Was machen, wenn’s im heimeligen Zuhause zu eng wird? Ein individuell zugeschnittener Anbau kann die Lösung sein. Das zeigte auch ein Düsseldorfer Projekt, wo dem Neubau nachträglich ein Staffelgeschoss aufgesattelt wurde.

Ein solches Staffelgeschoss springt gegenüber den darunterliegenden Geschossen zurück. Neben statischen Beweggründen kann ein Staffelgeschoss den Hof- oder auch Straßenraum nach oben optisch aufweiten und für genug Lichteinfall sorgen. Der Rücksprug kann perfekt als Terrasse oder für ein Gründach genutzt werden.

In Düsseldorf kamen die Bewohner an ihre Grenzen.

“Nach sieben Jahren Leben im Hinterhofhaus stellen sich neue Anforderungen an die junge Familie mit inzwischen zwei Kindern, das soziale Experiment ‘Wohnen im Einraum’ stößt an seine Grenzen.” berichtet der Architekt auf www.vpb.de/gute-architektur-nachverdichtung-ddorf.html. Das war möglich, da das zweigeschossige Wohnhaus auf dem Flachdach ganze 14 mal fünf Meter Platz bot, um die dringend benötigte Wohnfläche zu gewinnen. Im neuen Bereich entstanden ein vollwertiges Kinderzimmer, ein Bad und zwei Dachterrassen.

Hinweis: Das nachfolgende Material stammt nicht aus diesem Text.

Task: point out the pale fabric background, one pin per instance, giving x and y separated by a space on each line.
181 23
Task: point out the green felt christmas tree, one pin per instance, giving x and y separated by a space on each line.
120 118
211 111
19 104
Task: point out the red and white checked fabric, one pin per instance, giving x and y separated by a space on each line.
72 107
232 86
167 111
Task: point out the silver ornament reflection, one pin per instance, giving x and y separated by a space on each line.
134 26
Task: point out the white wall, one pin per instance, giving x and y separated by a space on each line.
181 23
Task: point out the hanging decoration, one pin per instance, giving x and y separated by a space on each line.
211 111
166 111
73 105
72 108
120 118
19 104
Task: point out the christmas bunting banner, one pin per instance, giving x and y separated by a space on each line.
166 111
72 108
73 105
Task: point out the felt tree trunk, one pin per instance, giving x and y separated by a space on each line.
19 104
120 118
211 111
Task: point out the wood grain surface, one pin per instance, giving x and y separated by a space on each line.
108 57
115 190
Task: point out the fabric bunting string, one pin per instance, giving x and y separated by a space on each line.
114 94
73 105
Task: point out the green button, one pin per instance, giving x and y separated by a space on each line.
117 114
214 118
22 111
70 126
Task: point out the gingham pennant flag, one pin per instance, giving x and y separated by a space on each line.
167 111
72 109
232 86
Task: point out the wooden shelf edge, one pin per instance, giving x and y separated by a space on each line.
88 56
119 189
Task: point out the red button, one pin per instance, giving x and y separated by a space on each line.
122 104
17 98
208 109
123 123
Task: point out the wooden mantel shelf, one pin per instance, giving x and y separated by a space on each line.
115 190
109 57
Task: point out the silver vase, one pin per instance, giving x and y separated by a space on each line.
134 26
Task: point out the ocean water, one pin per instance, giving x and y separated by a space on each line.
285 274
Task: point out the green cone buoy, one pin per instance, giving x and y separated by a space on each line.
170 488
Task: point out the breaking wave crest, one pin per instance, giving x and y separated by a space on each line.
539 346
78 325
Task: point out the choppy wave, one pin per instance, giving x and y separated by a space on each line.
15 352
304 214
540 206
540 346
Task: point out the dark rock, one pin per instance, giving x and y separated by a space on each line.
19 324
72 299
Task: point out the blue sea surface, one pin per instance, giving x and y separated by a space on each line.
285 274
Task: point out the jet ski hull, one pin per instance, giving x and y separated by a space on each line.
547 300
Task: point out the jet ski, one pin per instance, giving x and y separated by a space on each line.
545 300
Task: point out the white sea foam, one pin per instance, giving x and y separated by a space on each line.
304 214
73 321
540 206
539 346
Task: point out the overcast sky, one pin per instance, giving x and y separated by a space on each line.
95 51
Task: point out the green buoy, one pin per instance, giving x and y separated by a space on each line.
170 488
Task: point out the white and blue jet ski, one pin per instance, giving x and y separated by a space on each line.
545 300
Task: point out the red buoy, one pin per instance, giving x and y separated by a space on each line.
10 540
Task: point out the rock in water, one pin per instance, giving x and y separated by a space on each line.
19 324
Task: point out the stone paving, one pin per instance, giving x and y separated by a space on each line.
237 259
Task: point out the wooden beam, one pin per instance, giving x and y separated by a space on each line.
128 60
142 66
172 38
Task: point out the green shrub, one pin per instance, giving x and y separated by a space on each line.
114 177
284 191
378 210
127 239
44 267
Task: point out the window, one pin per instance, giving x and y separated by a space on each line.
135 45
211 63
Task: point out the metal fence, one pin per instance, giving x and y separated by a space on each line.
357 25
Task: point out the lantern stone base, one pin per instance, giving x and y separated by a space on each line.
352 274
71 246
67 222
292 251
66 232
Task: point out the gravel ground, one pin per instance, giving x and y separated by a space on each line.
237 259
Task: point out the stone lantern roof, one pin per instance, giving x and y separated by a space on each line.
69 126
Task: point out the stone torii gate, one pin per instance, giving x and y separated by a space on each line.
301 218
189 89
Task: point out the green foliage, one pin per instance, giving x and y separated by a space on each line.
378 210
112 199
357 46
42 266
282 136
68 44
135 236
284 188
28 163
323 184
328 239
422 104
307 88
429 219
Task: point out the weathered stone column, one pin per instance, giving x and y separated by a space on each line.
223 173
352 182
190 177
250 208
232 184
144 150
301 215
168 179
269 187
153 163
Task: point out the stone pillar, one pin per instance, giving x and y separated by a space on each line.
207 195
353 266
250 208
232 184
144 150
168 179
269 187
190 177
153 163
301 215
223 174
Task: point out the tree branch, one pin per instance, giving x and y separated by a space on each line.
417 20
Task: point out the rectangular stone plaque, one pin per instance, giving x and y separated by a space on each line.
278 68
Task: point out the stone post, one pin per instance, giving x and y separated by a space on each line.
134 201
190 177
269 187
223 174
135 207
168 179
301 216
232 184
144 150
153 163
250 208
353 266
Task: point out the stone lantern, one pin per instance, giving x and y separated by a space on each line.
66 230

Das erst vor wenigen Jahren komplett neu gebaute Dach wieder aufnehmen? Die teure und arbeitsintensive Dachabdichtung wieder entfernen lassen? Flachdächer, die als Umkehrdächer ausgeführt wurden, haben dabei große Vorteile. Hier liegt das Dämmmaterial auf der Abdichtung. Zur Anwendung kommen hier z.B. so genannte XPS-Platten, die die Abdichtung nicht nur vor Sonneneinstrahlung und Witterung schützen. Sie sind extrem druckbeständig und kommen daher auch unter der Bodenplatten von Wohnhäusern zum Einsatz. Lässt die Statik es zu, sieht das Umkehrdach einer späteren Aufstockung also locker entgegen. Bekiest, mit Terrassenbohlen belegt oder als Gründach bepflanzt – ein Umkehrdach kann viele Gesichter haben. Zudem sind die Platten weder verklebt noch verdübelt und können so ohne Probleme wieder abgenommen und sogar eins zu eins wiederverwendet werden.

Möglich wurde die Aufstockung zum einen, da sich die Bauordnung für die Bauherren zum positiven geändert hat. Was vorher nicht umgesetzt werden konnte, ist damit nun möglich. Zum anderen wählte der Architekt für den Dachaufbau die vergleichsweise leichte und modulare Holztafelbauweise. Denn die Logistik der Baumaterialien sollte bei einem Dachaufbau oder Ausbau nicht unterschätzt werden. Eine nur über das Vorderhaus zugängige Baustelle erhöht den Schwierigkeitsgrad noch einmal.